Un nuovo motivo di turbamento mette, però, in forse la sua partenza: è riemerso dal passato, dove sembrava destinato a rimanere, il ricordo di un bacio scambiato fra lui e il compagno di classe Matthias (Gabriel D’Almeida Freitas) durante una festa per l’ultimo giorno di scuola.
Ora quel bacio si ripropone (e assume la forza dirompente di un invito a definire la propria identità sessuale) per la richiesta della sorella dell’ospite, Rivette anche lei, cineasta in erba, che vuole girare un film a soggetto gay e individua in lui e in Matthias la coppia giusta per il suo “corto”, riportando, senza volere (?) a galla la vecchia storia, rimasta nel mondo del pettegolezzo malizioso fra gli amici, sepolta dalla vita, ma mai del tutto rimossa da Matthias, che aveva preso coscienza subito delle emozioni suscitate da quel bacio, accettando il conflitto fra la realtà, nella quale era già ben inserito e nella quale intendeva rimanere, e il sogno d’amore che per l’indifferenza evidente di Maxime non si era realizzato.

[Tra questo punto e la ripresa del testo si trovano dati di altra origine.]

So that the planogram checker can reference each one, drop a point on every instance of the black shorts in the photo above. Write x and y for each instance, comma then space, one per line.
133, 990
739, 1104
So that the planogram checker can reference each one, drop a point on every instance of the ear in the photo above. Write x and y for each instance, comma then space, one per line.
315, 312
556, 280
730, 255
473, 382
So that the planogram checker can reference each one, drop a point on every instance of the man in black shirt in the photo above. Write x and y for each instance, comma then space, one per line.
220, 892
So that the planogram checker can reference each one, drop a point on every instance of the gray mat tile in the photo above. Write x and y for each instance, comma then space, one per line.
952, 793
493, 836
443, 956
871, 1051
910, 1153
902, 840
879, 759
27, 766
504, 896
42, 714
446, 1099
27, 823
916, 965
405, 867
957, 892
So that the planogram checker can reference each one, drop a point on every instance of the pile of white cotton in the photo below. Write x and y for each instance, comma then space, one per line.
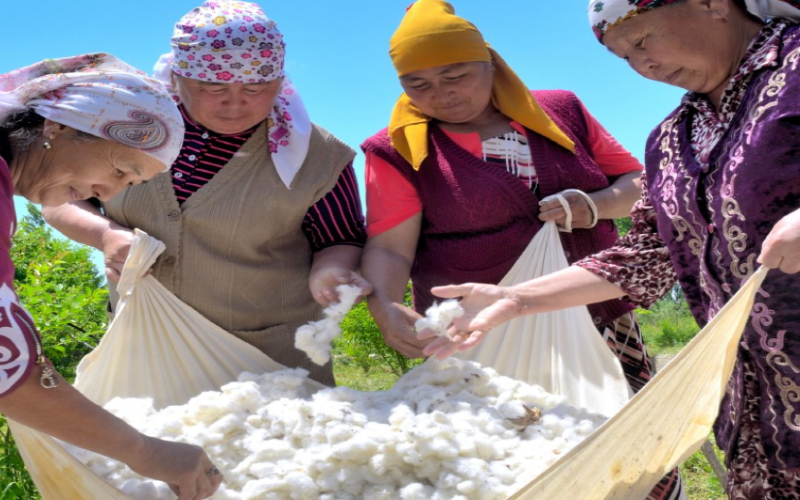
439, 316
315, 338
447, 430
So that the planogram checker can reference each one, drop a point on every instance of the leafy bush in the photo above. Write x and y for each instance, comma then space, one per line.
61, 288
361, 343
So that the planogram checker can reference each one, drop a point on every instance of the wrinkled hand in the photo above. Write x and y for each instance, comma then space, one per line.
396, 323
183, 467
116, 246
485, 307
781, 248
323, 284
552, 210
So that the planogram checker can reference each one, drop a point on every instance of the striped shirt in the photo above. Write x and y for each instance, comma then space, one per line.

Matthias aveva conosciuto tutti i vantaggi di una posizione sociale elevata; ora è un famoso avvocato, ha una compagna che non ama e si muove in un mondo tollerante, comprensivo e disposto ad accettare la “diversità” delle scelte sessuali. Con la sicurezza ferma che gli viene dalla propria condizione economica e dal proprio prestigio sociale, Matthias spera che Maxime non se ne vada, ma che accetti tranquillamente l’amore accanto a lui.
La scansione del tempo diventa perciò una tesa scommessa d’amore, in un clima di crescemte mélo, di cui Dolan è riconosciuto maestro e in cui mescola, con magia unica e personalissima, immagini, musica e colori che sono soprattutto proiezioni del desiderio dei corpi e delle anime.
Così era stato anche per la scena indimenticabile, all’inizio del film, quando Matthias, immergendosi e perdendosi nelle profondità del lago Ontario, aveva riconosciuto e accettato se stesso, sfidando lo spessore limaccioso delle insidiose profondità, per uscirne, infine, rinfrancato con se stesso, in attesa della risposta di Maxime che non sarebbe arrivata.
Anche qui, come nei film precedenti, ritroviamo il divertente gioco dei formati, che si adattano ai diversi stati d’animo, il gusto fluidissimo della sinestesia e della contaminazione dei generi, fra il pop e il sublime, l’urgenza espressiva sopra le righe, che può anche respingere parte del pubblico, ma che non passa sicuramente inosservata.
Da vedere sicuramente, nel sensualissimo quebecois originale e, possibilmente, su grande schermo, per coglierne appieno la suggestione.